The ICT device showed a high intraclass correlation of over 0.99 for all outcomes including CS-30. Between Aug and Oct 2020, 70 participants (36 and 34 in the Exercise-Intensive and Light-load exercise programs, respectively) were randomized. After 3 months of intervention, CS-30 scores and other physical function improved in both groups. Difference in the 3-month CS-30 scores between two programs was found to be 0.08 (95% confidence interval: - 2.64, 2.79; p = 0.955), which was not statistically significant. No harmful incidents, such as falls, occurred in either group.

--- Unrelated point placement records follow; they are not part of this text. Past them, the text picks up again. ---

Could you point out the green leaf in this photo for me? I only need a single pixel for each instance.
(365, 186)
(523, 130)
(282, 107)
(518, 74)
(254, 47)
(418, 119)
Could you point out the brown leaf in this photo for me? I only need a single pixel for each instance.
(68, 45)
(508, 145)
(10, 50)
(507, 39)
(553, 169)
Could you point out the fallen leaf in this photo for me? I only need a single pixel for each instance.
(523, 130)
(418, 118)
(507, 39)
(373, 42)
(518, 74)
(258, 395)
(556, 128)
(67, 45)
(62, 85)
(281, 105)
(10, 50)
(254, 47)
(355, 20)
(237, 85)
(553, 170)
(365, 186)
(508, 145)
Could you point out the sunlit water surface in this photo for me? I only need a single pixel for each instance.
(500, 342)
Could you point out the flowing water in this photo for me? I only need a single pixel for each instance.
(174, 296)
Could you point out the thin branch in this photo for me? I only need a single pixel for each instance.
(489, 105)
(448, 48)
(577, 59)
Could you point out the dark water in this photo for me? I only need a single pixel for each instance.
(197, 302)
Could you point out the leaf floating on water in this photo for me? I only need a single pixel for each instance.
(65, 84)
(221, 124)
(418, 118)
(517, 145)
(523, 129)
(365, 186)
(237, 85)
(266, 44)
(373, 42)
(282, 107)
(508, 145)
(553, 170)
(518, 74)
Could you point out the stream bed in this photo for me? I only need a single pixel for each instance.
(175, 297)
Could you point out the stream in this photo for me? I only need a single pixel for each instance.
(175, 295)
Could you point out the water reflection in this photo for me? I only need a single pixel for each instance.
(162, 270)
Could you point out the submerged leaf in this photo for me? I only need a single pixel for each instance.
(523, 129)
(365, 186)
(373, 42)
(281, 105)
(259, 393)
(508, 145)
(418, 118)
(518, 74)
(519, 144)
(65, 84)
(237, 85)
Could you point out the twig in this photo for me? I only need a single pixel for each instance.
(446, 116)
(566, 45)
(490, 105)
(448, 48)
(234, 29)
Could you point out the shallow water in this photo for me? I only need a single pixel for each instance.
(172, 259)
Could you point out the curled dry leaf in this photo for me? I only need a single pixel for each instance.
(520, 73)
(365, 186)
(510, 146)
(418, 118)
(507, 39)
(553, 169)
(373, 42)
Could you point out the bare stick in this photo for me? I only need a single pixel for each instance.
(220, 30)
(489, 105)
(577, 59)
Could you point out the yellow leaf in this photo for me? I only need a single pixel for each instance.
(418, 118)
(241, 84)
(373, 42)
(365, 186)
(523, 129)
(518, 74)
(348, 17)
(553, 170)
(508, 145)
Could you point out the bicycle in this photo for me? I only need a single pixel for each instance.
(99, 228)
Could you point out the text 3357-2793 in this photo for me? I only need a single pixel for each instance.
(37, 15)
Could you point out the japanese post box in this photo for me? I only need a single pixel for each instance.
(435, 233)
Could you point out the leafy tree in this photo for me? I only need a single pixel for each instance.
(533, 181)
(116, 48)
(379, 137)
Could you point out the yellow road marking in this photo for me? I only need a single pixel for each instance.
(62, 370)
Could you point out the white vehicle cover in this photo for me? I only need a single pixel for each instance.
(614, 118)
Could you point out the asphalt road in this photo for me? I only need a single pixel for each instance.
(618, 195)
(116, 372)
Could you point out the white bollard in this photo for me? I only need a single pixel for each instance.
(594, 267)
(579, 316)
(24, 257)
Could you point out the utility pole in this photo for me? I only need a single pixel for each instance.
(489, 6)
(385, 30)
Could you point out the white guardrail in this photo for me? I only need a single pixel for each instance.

We showed a remote-based training with ICT device in the older adults living at home was feasible. Further studies are warranted to determine what kind of remote exercise intervention programs is more effective for maintaining a physical performance and, beyond that, preventing frailty.
UMIN000041616 (05/09/2020) https://center6.umin.ac.jp/cgi-open-bin/ctr/ctr.cgi?function=brows&action=brows&recptno=R000047504&type=summary&language=E.
运动一直是预防虚弱的关键策略之一。虽然预防虚弱的训练计划主要是在个人层面上进行的,但由于冠状病毒病大流行,现在很难进行。因此,值得探索一种使用信息和通信技术(ICT)在家中进行远程训练的可行性,针对的是处于虚弱前期/健壮的老年人。
我们评估了一种使用 ICT 设备进行远程训练的可行性,具体包括:1)测量准确性,以及 2)它是否可用于不同强度的远程训练。为了评估 ICT 设备的测量准确性,我们在 20 名年龄在 65 岁及以上的参与者中评估了真实分数和 ICT 设备获得的分数之间的评分者间信度。计算了组内相关系数。为了评估不同强度的远程训练干预措施的可行性,我们进行了一项平行、随机、主动对照试验。参与者按年龄分为 65 岁或以上,随机分配到两个为期 3 个月的 ICT 运动干预计划中,运动强度不同(即强化运动计划和轻负荷运动计划)。主要结局指标是 30 秒椅站测试(CS-30)的 3 个月评分,采用混合模型重复测量来比较两组之间的结果,以考虑个体内相关性。
ICT 设备对包括 CS-30 在内的所有结果的组内相关系数均超过 0.99。2020 年 8 月至 10 月期间,70 名参与者(强化运动组和轻负荷运动组各 36 名和 34 名)被随机分配。干预 3 个月后,两组的 CS-30 评分和其他身体功能均有所改善。两个方案的 3 个月 CS-30 评分差值为 0.08(95%置信区间:-2.64,2.79;p=0.955),无统计学意义。两组均未发生跌倒等不良事件。
我们表明,在家中进行基于 ICT 的远程训练对于老年人是可行的。还需要进一步的研究来确定哪种远程运动干预方案更有效,以维持身体机能,并在此基础上预防虚弱。